DON’T give up on TT, implored Minister of National Security Start Young, speaking publicly on Tuesday after eight murders within 48 hours including playwright/actor Raymond Choo Kong.
At the launch of the Barataria Community Library, Young picked up on the nation’s angst, particularly over Choo King.
“To those out there, don’t go into despair and lose hope.”
Asked if Government would bring a state of emergency (SOE) against crime, he replied, “No. Absolutely not.” He said not even any limited SOE could be called in certain areas. “That doesn’t exist.”
Young refuted Opposition claims that TT had the world’s sixth worst murder rate, saying the web-site cited by Caroni Central MP Dr Bhoendradatt Tewarie was bogus and a social media experiment by a Swede. “Check your facts first!” he urged, hitting the “disheartening and disingenuous” claims.
“I’m not saying we don’t have issues with crime but we certainly aren’t anywhere near that what is being suggested.”
Asked what is next, he said pressure can curb crime but must be sustained.
“We could very soon look forward to some changes in the police service, to better use the resources we have.” He expected much from new joint patrols between soldiers and police. “We have also been gathering a lot more intelligence.” He said anti-gang legislation should yield results by month-end.
“Again, I’m asking the citizens to put pressure on the politicians to support what we are doing with amendments to the Firearms Bill. It is a deterrent.”
He said citizens support his view on punishing gunmen with prison for a second offence. “For a third offence it is life imprisonment. That is going to make people stop in their tracks.”
Saying Police Commissioner Gary Griffith knows who are the gang hit men, Young said, “Once there’s a murder, we’ll just pull in the shooters.”
He scoffed at the UNC’s crime plans espoused on Monday night.
"While the UNC was in office criminals got public contracts, while the SOE was a complete waste of time, costing taxpayers millions of dollars."
Speaking of an initiative to introduce libraries into TT prisons, Young said books in prisons could help inmate rehabilitation.
“Books are just one of the tools.

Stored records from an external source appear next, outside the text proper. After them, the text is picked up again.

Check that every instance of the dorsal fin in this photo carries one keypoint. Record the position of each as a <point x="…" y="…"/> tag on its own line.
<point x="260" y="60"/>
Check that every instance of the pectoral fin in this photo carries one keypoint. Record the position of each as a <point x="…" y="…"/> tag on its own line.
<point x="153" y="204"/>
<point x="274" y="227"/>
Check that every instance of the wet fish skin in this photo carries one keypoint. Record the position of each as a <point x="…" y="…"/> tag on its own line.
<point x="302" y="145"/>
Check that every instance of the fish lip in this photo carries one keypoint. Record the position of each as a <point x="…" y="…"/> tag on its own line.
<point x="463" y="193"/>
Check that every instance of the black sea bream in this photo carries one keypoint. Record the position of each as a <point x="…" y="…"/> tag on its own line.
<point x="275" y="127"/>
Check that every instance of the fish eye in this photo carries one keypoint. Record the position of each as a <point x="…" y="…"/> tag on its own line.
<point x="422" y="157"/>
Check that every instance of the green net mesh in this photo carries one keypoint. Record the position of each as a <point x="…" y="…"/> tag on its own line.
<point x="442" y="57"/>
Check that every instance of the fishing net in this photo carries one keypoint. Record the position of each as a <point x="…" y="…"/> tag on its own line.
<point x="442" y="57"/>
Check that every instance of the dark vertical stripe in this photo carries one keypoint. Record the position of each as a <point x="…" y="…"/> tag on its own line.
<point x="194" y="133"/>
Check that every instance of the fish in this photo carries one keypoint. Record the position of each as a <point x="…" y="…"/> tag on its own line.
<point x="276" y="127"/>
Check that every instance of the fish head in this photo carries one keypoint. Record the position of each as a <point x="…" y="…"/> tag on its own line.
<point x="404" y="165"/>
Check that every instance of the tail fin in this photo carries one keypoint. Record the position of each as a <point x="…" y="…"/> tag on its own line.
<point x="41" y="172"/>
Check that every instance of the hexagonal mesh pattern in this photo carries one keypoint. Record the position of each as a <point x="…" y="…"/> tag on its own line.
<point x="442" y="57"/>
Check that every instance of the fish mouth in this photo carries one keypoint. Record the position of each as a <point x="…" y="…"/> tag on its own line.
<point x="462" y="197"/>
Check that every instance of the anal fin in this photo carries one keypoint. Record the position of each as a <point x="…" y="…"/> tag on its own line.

There is no 'one solution' for crime or rehabilitation.” Journalist Debbie Jacob will co-ordinate the prison book system, he said. Young said he recently got Cabinet’s nod for more prison psychologists, even as people like Vision on Mission's Wayne Chance did great work.
Lamenting eight murders in 24 hours, Young promised several initiatives listed by the Police Commissioner. There are some we can’t speak about otherwise we’d lose the effectiveness of them.”